Free Nurse Trujillo (To Use Her Knowledge)
What would you do? Imagine you are a well-trained nurse. You care about your patients and are especially concerned about a terminally ill patient who is scheduled for surgery. You know that the surgery will have consequences affecting the patient's quality of life. In your opinion, the surgery is likely to increase the patient’s suffering. You also know the patient has neither been informed that the surgery is optional nor that there are alternatives to surgery such as hospice care.
Amanda Trujillo is a nurse who was fired by Banner Health Del E. Webb Medical Center in Arizona “for requesting multi-disciplinary hospice care case management consult for a pre-transplant patient with end-stage liver disease.”
For the Arizona Board of Nursing, Trujillo’s dismissal wasn't enough. In a move that could result in the loss of her nursing license, the board ordered Trujillo to undergo a psychiatric evaluation. For the crime of helping a patient explore alternatives, Trujillo faces the loss of her career.
We all know what Trujillo’s real crimes are: (1) Challenging a doctor who thinks his decision making autonomy is more important than a patient's right to own his or her body, and (2) Challenging a doctor who thinks that all important knowledge resides in him and that the knowledge of other individuals is not worthy of consideration.
There are signs of changing norms in the medical profession. In his book Why We Make Mistakes, Joseph Hallinan observes that over the past two decades, patient deaths due to anesthesia “have declined more than forty-fold.” Anesthesiologists, he explains, have taken steps to flattened the “authority gradient” and “encouraged nurses and others to speak up when they see someone—especially the anesthesiologist—do something wrong.”
Of course, we all know compassionate, dedicated physicians who respect their staff and value their input. Dr. Peter Pronovost, a professor at John Hopkins School of Medicine, has worked tirelessly to improve patient safety by changing the culture at Johns Hopkins Hospital. The chain of command has been flattened, and anyone on the staff can intervene on behalf of the patient's well-being without fear of retribution. At Johns Hopkins, nurses such as Trujillo who circumvents the hierarchy will not find themselves publicly reprimanded and humiliated.

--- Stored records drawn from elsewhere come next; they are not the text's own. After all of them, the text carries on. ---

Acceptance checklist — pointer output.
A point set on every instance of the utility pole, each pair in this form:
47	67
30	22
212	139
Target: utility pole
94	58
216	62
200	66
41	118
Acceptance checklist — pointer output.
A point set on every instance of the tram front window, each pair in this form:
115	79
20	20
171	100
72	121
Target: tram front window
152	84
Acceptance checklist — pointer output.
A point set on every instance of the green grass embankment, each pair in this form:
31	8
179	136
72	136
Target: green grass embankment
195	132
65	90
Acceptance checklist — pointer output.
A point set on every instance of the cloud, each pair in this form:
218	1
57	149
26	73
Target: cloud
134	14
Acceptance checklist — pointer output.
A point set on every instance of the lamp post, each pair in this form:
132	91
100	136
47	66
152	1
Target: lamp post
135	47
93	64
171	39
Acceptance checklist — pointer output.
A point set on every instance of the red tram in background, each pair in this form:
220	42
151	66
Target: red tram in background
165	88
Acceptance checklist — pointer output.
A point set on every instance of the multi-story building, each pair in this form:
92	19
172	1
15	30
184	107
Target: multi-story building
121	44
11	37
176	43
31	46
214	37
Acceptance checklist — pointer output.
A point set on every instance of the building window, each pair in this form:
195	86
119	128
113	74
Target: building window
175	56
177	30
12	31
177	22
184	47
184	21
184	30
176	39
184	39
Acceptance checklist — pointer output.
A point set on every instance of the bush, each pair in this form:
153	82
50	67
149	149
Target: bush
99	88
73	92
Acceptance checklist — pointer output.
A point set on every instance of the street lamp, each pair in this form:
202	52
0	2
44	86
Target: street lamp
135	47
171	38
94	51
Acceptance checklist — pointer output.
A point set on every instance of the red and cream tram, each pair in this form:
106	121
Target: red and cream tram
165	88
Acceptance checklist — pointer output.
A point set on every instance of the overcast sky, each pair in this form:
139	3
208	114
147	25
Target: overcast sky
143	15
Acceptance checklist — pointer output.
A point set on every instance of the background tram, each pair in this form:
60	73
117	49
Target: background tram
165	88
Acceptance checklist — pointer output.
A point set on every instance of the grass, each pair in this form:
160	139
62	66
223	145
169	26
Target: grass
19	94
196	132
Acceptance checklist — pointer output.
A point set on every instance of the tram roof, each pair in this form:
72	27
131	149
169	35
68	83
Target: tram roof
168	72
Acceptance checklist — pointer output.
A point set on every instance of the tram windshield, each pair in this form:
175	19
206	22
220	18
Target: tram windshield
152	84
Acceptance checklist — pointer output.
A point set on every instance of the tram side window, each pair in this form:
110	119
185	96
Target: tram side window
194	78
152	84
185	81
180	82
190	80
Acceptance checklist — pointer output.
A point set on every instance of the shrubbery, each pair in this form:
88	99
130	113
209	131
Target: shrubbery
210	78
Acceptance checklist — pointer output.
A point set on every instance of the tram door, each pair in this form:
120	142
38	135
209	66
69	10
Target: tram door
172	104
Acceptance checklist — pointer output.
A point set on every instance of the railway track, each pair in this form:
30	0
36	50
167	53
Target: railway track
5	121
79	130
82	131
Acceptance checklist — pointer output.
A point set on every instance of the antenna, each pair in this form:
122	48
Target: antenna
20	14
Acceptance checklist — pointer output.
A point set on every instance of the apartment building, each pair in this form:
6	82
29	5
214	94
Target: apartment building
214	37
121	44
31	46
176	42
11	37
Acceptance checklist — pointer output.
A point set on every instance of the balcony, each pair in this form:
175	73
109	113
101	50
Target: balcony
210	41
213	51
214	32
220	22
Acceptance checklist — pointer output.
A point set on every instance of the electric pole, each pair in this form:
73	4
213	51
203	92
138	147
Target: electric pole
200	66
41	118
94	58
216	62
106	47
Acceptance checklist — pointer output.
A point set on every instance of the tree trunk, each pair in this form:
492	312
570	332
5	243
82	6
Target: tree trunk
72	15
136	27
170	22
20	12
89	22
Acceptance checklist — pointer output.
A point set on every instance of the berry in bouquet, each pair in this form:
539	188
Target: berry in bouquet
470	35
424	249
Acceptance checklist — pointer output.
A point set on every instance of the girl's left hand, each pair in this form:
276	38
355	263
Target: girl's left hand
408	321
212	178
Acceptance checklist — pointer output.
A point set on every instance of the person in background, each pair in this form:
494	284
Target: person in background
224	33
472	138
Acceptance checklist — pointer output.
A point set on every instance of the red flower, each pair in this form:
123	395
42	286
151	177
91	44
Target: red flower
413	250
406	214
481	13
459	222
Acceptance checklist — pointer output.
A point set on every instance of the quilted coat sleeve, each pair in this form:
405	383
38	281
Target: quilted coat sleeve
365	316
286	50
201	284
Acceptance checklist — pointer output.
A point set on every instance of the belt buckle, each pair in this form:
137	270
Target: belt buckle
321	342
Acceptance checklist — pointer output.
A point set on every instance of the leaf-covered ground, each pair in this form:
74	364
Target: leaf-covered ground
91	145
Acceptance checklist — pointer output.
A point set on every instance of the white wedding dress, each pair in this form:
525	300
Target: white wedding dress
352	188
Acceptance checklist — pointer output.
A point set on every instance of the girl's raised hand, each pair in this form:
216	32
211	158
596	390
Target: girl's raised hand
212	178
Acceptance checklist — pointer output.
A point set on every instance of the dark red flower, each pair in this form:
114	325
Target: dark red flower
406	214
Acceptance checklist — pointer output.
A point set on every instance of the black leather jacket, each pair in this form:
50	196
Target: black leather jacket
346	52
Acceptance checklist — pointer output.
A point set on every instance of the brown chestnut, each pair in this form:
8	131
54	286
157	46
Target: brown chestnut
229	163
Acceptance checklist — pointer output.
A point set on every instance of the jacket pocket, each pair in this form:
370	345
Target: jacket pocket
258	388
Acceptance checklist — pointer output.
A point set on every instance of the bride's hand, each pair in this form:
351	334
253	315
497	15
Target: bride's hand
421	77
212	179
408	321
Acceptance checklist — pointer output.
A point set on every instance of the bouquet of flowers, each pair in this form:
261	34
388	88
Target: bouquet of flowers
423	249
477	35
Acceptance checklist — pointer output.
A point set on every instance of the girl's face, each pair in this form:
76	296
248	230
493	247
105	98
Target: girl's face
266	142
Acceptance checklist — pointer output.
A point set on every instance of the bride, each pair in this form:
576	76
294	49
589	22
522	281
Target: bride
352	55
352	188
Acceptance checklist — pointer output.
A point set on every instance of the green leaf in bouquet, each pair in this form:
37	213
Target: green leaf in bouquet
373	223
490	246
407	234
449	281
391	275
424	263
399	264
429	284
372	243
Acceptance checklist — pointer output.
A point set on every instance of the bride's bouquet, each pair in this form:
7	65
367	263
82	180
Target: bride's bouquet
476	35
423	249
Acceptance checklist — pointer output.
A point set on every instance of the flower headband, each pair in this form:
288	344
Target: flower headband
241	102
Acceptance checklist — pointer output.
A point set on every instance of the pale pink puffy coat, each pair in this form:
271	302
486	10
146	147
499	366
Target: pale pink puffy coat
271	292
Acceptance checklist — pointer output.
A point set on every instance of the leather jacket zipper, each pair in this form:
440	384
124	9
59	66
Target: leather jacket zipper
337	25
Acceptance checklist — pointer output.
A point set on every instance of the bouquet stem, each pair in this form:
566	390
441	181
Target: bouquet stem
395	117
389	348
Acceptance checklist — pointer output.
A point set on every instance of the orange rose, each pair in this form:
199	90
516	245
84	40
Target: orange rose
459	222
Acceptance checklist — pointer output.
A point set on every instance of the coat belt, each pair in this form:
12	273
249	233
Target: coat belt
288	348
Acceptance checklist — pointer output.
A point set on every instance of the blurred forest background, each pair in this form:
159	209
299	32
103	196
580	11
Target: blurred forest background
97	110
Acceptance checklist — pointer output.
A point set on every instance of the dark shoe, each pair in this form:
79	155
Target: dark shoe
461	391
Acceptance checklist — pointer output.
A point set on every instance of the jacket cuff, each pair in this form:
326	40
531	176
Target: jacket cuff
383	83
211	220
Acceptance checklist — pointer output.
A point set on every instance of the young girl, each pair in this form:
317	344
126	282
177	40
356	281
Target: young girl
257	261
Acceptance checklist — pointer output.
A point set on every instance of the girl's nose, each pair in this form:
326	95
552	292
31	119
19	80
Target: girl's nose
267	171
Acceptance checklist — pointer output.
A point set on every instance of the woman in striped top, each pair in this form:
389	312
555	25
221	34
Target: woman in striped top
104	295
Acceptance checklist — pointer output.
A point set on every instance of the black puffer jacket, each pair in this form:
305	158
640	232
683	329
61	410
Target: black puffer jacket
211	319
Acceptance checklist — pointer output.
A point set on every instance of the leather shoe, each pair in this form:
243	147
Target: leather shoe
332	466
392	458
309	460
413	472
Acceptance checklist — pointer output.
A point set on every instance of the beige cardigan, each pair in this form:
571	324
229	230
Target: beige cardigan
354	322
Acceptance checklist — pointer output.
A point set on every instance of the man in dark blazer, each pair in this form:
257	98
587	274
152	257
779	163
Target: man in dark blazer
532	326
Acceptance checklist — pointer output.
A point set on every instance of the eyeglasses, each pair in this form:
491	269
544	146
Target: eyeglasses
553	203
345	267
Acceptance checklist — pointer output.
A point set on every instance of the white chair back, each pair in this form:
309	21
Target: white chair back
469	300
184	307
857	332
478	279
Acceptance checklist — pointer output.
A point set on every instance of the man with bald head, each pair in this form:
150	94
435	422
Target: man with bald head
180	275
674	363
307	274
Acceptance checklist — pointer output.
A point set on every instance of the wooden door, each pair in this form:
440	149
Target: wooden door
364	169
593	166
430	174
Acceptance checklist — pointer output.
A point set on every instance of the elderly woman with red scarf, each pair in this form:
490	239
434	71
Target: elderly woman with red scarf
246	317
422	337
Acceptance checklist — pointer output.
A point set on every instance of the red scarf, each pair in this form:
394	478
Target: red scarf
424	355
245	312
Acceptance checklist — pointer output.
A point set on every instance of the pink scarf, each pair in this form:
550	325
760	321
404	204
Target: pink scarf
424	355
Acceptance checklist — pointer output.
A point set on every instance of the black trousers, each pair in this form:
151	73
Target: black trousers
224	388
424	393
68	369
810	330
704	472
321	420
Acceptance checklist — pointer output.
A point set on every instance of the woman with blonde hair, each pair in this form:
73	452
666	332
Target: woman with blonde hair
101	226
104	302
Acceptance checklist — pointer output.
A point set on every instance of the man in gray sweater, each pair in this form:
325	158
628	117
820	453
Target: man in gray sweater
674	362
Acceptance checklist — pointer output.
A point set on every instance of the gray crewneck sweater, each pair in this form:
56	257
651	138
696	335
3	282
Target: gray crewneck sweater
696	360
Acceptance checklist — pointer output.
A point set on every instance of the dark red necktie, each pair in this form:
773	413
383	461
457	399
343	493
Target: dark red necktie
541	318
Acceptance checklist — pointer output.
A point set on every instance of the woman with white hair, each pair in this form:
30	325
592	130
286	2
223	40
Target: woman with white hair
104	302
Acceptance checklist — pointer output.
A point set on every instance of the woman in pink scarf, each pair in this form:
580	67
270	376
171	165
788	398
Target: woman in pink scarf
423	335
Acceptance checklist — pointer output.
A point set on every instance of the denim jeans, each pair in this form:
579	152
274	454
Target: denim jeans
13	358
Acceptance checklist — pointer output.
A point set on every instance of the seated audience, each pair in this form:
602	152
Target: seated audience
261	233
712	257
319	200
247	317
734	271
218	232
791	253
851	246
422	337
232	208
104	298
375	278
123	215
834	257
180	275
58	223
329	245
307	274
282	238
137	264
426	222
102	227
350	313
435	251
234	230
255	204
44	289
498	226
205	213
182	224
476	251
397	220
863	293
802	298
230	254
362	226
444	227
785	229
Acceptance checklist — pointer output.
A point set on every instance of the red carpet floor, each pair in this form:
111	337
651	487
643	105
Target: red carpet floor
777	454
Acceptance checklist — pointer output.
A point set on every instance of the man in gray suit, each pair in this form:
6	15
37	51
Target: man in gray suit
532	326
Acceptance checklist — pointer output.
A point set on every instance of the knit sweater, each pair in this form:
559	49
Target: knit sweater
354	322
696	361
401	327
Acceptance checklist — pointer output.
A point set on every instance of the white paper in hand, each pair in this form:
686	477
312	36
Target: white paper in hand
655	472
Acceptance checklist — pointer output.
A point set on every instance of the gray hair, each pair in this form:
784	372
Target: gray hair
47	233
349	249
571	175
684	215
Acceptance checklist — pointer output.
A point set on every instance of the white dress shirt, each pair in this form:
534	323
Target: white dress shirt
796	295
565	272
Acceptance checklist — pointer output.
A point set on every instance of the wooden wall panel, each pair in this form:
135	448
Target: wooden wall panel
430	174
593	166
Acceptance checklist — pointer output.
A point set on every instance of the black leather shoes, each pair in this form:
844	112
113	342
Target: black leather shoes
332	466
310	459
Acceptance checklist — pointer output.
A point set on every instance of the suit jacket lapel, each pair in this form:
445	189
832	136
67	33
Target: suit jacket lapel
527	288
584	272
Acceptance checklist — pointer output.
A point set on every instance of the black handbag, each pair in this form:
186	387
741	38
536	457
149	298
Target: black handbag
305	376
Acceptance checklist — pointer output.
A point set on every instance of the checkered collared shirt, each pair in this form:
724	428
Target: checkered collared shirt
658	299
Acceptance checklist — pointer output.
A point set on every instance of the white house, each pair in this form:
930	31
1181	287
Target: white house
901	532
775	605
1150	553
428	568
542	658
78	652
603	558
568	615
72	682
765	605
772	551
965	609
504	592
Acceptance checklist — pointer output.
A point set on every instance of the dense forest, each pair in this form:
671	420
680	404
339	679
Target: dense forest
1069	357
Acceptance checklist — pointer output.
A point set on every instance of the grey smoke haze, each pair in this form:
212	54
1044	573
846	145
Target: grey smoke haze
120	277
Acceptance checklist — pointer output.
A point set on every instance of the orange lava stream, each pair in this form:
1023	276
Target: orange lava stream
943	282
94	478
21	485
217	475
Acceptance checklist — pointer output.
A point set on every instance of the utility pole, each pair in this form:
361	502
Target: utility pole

I highly recommend Dr. Pronovost’s book Safe Patients, Smart Hospitals. Pronovost, an anesthesiologist himself, tells the story of his confrontation with a surgeon in an operating room. The patient was having what Pronovost believed was a potentially fatal allergic reaction to the surgeon’s latex gloves. The surgeon repeatedly refused to change his gloves until Pronovost instructed a nurse to page the hospital’s president.
Why would a surgeon put his patient at risk? Pronovost writes candidly that we doctors are “trained to believe that we don't have to follow the rules or ask for anyone’s help. We are the smartest people in the room and can figure out any problem on our own.”
It is not just doctors who are to blame, cautions Pronovost. Poor communication and lousy teamwork are problems at every level of healthcare, from administrative assistants to top executives.
Pronovost’s diagnose is that a “toxic culture … is at the core of most hospital errors.” The false belief behind this culture—that doctors should not be questioned—discourages doctors from either questioning themselves or seeking advice from others.
Sadly, as the Trujillo case indicates, despite the work of Pronovost and others, many hospitals are still stuck in the dark ages: The comfort of the stereotypical arrogant doctor comes before patient safety.
Human arrogance is not limited to doctors. Arrogance can be found in any occupation and in all positions of leadership. It compromises our health, it compromises the health of our organizations, and it compromises the economic health of our nation.